One recent evening I was sitting in the living room with my laptop doing some research for an upcoming talk. But with all the laughter coming from the backyard, I was having a hard time focusing. From my chair I could see my twelve-year-old son and his friends – another boy and a couple girls – in the pool and became transfixed.
As I watched, they moved from playing Sharks & Minnows to trying to tip each other out of the raft to Categories. When my son jumped out of the pool to take his turn calling out the category, I couldn’t help but chuckle at how cute he looked to me. Unlike his fourteen-year-old muscular brother, his body is still soft and round. And he had on goggles and the biggest, goofiest grin.
I realized then they all had their goggles on, despite face masks not being anyones’ best look. But at this point my son was totally uninihbited by what he looked like or why his appearance would even matter to his friends.

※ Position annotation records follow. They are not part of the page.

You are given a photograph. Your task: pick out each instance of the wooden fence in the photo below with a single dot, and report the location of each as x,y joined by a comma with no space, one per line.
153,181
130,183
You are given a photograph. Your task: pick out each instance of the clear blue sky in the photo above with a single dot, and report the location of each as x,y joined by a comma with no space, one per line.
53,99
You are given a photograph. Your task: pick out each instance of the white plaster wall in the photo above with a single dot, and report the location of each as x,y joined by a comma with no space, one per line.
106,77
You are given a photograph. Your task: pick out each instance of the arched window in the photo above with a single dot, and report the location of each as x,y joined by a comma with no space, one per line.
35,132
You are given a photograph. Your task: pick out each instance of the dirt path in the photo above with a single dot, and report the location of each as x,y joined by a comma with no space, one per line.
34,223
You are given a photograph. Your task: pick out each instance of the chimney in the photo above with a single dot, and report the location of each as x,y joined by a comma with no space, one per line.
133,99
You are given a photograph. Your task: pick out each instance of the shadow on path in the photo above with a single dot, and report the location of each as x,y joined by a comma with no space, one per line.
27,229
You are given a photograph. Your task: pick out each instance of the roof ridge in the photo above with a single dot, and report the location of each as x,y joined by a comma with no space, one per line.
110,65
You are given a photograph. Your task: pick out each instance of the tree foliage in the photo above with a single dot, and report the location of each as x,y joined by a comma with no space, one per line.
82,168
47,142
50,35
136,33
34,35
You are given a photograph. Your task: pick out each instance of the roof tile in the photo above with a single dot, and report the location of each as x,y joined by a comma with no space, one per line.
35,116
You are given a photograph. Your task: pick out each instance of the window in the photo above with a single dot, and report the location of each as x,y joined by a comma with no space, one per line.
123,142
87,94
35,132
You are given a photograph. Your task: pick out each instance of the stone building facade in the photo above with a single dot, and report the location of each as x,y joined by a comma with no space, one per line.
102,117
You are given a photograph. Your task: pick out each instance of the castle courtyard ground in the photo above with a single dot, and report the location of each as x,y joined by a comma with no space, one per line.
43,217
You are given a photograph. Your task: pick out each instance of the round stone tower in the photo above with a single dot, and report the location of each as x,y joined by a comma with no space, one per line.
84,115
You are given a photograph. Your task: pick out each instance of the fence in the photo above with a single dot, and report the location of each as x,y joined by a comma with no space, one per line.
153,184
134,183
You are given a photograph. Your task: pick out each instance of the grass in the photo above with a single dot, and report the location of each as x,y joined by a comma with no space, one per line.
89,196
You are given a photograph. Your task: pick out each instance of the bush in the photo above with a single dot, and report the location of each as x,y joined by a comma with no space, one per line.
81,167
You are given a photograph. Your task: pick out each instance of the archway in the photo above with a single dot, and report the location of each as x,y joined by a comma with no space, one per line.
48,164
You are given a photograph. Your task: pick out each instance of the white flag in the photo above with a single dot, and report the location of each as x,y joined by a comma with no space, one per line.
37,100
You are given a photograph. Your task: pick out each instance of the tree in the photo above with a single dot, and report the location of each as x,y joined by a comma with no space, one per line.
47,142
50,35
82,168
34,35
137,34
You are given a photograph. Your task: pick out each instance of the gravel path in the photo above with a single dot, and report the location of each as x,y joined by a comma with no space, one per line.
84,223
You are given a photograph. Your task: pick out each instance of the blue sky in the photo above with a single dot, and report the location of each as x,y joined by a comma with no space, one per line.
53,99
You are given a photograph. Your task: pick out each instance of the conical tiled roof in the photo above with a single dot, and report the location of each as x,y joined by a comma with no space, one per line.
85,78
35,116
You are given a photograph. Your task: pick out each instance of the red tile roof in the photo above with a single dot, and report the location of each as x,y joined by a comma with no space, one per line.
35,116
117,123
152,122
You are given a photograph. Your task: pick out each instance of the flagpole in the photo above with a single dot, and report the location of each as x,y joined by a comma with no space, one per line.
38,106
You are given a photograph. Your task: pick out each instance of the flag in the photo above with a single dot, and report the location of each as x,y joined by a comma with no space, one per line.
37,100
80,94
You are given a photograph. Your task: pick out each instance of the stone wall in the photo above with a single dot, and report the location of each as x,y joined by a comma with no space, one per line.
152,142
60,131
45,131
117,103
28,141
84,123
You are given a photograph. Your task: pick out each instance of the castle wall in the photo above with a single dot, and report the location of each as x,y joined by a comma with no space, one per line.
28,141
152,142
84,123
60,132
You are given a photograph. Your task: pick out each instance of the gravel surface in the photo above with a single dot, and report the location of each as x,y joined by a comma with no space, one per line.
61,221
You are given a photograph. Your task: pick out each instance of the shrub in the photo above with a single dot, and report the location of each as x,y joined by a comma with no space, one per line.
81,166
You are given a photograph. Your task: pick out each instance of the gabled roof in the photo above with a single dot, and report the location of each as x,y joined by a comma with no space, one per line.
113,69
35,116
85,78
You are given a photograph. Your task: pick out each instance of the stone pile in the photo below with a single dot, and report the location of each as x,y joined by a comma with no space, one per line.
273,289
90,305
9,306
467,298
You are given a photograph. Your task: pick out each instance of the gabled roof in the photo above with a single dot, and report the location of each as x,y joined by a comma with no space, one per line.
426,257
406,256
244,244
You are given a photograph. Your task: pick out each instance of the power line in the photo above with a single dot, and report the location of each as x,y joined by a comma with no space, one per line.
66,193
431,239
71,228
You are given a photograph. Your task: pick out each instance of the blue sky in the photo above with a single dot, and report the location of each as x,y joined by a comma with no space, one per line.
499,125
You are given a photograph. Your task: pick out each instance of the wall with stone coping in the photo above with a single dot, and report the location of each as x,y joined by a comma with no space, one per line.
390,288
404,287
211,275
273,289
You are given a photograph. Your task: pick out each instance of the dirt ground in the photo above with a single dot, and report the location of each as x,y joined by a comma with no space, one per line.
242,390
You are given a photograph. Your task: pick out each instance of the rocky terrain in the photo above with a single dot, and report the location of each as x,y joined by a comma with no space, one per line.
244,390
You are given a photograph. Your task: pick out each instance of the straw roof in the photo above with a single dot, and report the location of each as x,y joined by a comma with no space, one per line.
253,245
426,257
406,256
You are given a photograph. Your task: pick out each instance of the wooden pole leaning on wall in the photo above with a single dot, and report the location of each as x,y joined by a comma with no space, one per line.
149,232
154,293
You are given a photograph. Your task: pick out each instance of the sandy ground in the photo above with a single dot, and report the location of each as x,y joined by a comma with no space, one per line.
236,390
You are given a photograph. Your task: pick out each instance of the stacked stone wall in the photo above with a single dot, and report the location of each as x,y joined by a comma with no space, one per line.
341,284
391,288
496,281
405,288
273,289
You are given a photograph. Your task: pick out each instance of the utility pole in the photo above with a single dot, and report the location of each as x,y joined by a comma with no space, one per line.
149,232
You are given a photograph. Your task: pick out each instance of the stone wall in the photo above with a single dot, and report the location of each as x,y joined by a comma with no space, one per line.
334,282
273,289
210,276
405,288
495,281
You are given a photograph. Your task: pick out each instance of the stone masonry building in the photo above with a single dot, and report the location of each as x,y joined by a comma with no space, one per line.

He was just focused on having fun and from what I could tell the same could be said of the others, too.
But I know this won’t be the case for much longer for these rising middle schoolers. Over the course of this school year, sadly they will become much more body conscience and concerned about what other think about them.
Ironically, the topic of social media’s effect on body image, self-worth and eating disorders was just what I was researching that evening. Maybe having this topic on my mind is the reason I even noticed how refreshing it was to see these kids on the cusp of their teen years being silly and unworried about their appearances. But after having already seen with my older two how quickly things change, I am not naive about what’s coming.
In fact, the teen survey I conducted shed light on just how often alcohol, drugs, eating disorders, cutting, burning, sexual immorality and depression, among other issues, become the coping mechanisms for dealing with insecurities, stress and not measuring up. I don’t say this to scare parents about the teen years but to emphasize the importance of talking to our kids about their true identity and worth.
Telling our kids how great we think they are will only go so far. What they need to hear is how great Jesus is for them! To be told of the One who left his throne in heaven to experience all the suffering, sadness and sin of this world in order to identify with us. But he didn’t stop there. By living the perfect life we can not, he shed his identity and took on ours. He became sin in order to bestow us with His righteousness. Because of this great love we can stand eternally secure as Sons and Daughters of the King.
When this is not the identity our kids know, they will try to find their identity in a million other ways. Through idols that say they need more “likes” and “followers” on social media. Or, that they must dress a certain way or acquire more material goods so they look better. Idolatry that lead them to elevate themselves, tear others down or exclude even friends so they get the most attention and therefore feel better about themselves.
In the future when my son realizes he is not as muscular as the next guy or when someone makes fun of him for having acne or for something he says, the only thing that will keep him present – enjoying having fun with this friends and not consumed with how he looks or is perceived by others – will be if he knows his secure standing in the love of Christ.
The story of Jesus is the gospel applied to all of life and what they must hear to get their story straight. It is the only place to discover the real solution to struggles with body image and worth. Anything else falls short of the true security they are looking for and need.